Рядом со мной на лавочку опустила свое тяжелое, казавшееся железобетонным седалище женщина, живущая в соседнем подъезде, Лилия или как ее все звали – Лилька. Считалось, что она с гусями. Она была пенсионеркой, но сериалов по телевизору не смотрела, а постоянно топталась во дворе – собирала совочком и веничком в ведро мусор с тротуара и окурки под окнами. Причем, делала она это бескорыстно. За добровольную работу дворничихи ЖЭК Лильке денег не платил и не собирался. Нравится – пусть возится. Но Лилька и не требовала денег, просто терпеть не могла, когда во дворе мусор. Может, поэтому Лильку и считали бабкой с придурью? Если подумать, так во всем доме она одна и была нормальной. А может быть не только в доме, но и во всем мире. Да и вообще – кто может поручиться, что он нормален на все сто процентов? Наверное, нет таких. Я даже как-то подумал, возьмись психиатры поголовно проверять население на предмет психического здоровья, большинство окажется конкретными шизофрениками, многие параноиками, а остальные должны стоять в быстродвижущейся очереди за получением подобного диагноза.

Скамейка возмущенно скрипнула под весом Лильки.
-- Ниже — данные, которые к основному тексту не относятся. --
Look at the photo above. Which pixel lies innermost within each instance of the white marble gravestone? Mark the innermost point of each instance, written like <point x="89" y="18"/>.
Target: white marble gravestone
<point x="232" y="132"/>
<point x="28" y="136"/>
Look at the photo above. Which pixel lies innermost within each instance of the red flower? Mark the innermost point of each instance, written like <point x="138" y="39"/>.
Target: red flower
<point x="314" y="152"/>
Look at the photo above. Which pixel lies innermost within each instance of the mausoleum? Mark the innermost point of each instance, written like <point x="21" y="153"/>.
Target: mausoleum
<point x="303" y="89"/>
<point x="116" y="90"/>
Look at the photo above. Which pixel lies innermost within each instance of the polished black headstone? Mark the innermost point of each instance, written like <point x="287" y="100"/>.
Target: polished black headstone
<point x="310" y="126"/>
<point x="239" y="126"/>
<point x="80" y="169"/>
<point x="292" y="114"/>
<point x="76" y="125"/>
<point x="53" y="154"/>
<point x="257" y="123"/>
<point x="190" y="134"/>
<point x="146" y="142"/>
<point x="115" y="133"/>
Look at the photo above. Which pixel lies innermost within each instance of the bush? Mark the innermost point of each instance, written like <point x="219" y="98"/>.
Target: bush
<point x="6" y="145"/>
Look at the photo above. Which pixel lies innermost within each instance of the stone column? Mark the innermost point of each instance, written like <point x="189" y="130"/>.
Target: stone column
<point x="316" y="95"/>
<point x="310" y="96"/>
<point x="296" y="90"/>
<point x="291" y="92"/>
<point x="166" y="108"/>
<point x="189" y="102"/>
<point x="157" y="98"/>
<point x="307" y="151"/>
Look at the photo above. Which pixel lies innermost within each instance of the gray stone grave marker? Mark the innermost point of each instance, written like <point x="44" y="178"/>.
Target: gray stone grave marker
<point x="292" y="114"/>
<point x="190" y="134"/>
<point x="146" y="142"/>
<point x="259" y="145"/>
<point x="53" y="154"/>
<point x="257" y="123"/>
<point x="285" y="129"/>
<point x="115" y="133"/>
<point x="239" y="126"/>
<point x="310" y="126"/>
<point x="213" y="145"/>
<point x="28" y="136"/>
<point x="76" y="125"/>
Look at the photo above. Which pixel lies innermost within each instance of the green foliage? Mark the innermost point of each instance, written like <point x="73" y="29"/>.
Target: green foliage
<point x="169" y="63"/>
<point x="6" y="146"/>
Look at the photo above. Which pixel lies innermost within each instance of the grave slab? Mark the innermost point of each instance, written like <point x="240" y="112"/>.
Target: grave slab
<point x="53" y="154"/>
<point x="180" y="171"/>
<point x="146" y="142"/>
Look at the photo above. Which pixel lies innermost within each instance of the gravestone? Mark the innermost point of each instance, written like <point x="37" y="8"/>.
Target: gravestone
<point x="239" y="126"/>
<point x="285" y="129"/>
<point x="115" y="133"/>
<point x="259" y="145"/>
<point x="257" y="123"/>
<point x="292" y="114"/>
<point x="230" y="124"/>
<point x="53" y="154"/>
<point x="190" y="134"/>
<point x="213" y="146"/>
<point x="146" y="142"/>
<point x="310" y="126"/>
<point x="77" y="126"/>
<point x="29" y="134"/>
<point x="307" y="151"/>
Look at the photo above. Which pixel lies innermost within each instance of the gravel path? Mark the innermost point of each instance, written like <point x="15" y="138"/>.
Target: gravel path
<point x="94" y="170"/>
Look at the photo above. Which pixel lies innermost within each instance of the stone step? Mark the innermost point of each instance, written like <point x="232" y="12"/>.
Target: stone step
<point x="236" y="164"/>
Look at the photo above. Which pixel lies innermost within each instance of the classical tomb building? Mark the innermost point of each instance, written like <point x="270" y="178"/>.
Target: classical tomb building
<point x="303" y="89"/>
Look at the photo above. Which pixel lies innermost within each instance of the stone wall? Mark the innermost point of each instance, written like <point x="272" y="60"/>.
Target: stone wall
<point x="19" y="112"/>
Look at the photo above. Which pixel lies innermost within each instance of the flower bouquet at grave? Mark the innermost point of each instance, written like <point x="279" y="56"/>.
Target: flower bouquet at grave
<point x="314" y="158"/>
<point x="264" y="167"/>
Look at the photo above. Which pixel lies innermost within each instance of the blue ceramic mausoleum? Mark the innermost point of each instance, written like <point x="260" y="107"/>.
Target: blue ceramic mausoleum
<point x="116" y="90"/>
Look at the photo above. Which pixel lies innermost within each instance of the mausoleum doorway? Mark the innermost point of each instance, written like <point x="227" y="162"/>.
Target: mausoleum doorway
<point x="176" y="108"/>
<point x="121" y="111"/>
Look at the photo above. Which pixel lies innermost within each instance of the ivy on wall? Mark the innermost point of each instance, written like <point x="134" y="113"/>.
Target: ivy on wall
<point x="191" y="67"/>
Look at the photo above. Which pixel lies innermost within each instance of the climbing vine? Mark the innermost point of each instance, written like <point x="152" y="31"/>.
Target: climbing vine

Лилька стала отлеплять черенком кургузого веника жвачку, прилипшую к совку.

– Уезжали куда, спрашиваю? – повторила она свой вопрос. – Или в больничке лежали?

– Уезжал, – задумчиво ответил я. – Вчера только вернулся.

Лилька взглянула на меня внимательно:

– Видать, тяжелая была… поездка. Вон как похудели-то!

Я кивнул:

– Ничего, отъемся.

Я вдруг вспомнил, что не позавтракал сегодня. Егор, убегая на занятия, сказал, что завтрак на столе. Я ему пообещал, что обязательно съем все, что он наготовил, но чуть позже. А сам пошел гулять. Теперь я понял, что проголодался.

– Отъешься, отъешься, – Лилька перешла на "ты", – коли вернулся, так отъешься… Милок, а ты мне помочь не желаешь?

– Что надо сделать?

– Ведро видишь у меня полное? К соседнему дому до контейнера добежи, вывали ведерко. Заодно аппетит нагуляешь. Сбегай, а я тут посижу. А то я сегодня устала что-то, с шести утра на ногах.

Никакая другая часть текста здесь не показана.